# General Information

Processors are used at various stages of a pipeline. Generally, a processor
pre-processes data before it is exported (e.g. modify attributes or sample).

Some important aspects of pipelines and processors to be aware of:
- [Recommended Processors](#recommended-processors)
- [Data Ownership](#data-ownership)
- [Exclusive Ownership](#exclusive-ownership)
- [Shared Ownership](#shared-ownership)
- [Ordering Processors](#ordering-processors)
- [Creating Custom Processor](#creating-custom-processors)

Supported processors (sorted alphabetically):
- [Batch Processor](batchprocessor/README.md)
- [Memory Limiter Processor](memorylimiterprocessor/README.md)

The [contrib repository](https://github.com/open-telemetry/opentelemetry-collector-contrib)
 has more processors that can be added to a custom build of the Collector.

## Recommended Processors

By default, no processors are enabled. Depending on the data source, it may be
recommended that multiple processors be enabled. Processors must be enabled
for every data source and not all processors support all data sources.
In addition, it is important to note that the order of processors matters. The
order in each section below is the best practice. Refer to the individual
processor documentation for more information.

1. [memory_limiter](memorylimiterprocessor/README.md)
2. Any sampling or initial filtering processors
3. Any processor relying on sending source from `Context` (e.g. `k8sattributes`)
3. [batch](batchprocessor/README.md), although prefer using the exporter's batching capabilities
4. Any other processors

## Data Ownership

The ownership of the `pdata.Traces`, `pdata.Metrics` and `pdata.Logs` data in a pipeline
is passed as the data travels through the pipeline. The data is created by the receiver
and then the ownership is passed to the first processor when `ConsumeTraces`/`ConsumeMetrics`/`ConsumeLogs`
function is called.

Note: the receiver may be attached to multiple pipelines, in which case the same data
will be passed to all attached pipelines via a data fan-out connector.

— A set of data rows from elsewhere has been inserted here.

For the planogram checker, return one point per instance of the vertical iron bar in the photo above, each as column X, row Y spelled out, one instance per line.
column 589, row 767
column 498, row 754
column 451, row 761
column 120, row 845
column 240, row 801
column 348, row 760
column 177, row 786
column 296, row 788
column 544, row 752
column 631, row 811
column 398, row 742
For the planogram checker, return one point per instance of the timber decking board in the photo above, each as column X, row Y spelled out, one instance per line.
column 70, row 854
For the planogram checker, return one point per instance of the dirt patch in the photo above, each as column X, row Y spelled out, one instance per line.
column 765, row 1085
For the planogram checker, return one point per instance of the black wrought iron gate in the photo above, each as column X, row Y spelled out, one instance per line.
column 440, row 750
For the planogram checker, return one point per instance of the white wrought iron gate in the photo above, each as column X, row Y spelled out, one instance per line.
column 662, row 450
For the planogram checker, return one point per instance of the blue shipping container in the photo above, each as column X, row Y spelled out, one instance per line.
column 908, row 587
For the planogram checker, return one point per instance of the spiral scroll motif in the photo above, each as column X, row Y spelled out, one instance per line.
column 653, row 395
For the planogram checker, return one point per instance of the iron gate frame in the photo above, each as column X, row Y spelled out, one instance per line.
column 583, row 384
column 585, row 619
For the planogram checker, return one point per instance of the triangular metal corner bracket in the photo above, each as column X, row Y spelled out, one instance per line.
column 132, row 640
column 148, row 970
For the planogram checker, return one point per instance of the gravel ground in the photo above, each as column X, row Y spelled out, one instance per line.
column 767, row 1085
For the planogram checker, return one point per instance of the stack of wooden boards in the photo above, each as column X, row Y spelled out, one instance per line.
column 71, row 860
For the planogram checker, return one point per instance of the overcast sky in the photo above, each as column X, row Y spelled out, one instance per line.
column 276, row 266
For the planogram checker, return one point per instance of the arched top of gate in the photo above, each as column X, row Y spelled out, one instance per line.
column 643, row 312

From data ownership perspective pipelines can work in 2 modes:
* Exclusive data ownership
* Shared data ownership

The mode is defined during startup based on data modification intent reported by the
processors. The intent is reported by each processor via `MutatesData` field of
the struct returned by `Capabilities` function. If any processor in the pipeline
declares an intent to modify the data then that pipeline will work in exclusive ownership
mode. In addition, any other pipeline that receives data from a receiver that is attached
to a pipeline with exclusive ownership mode will be also operating in exclusive ownership
mode.

### Exclusive Ownership

In exclusive ownership mode the data is owned exclusively by a particular processor at a
given moment of time, and the processor is free to modify the data it owns.

Exclusive ownership mode is only applicable for pipelines that receive data from the
same receiver. If a pipeline is marked to be in exclusive ownership mode then any data
received from a shared receiver will be cloned at the fan-out connector before passing
further to each pipeline. This ensures that each pipeline has its own exclusive copy of
data, and the data can be safely modified in the pipeline.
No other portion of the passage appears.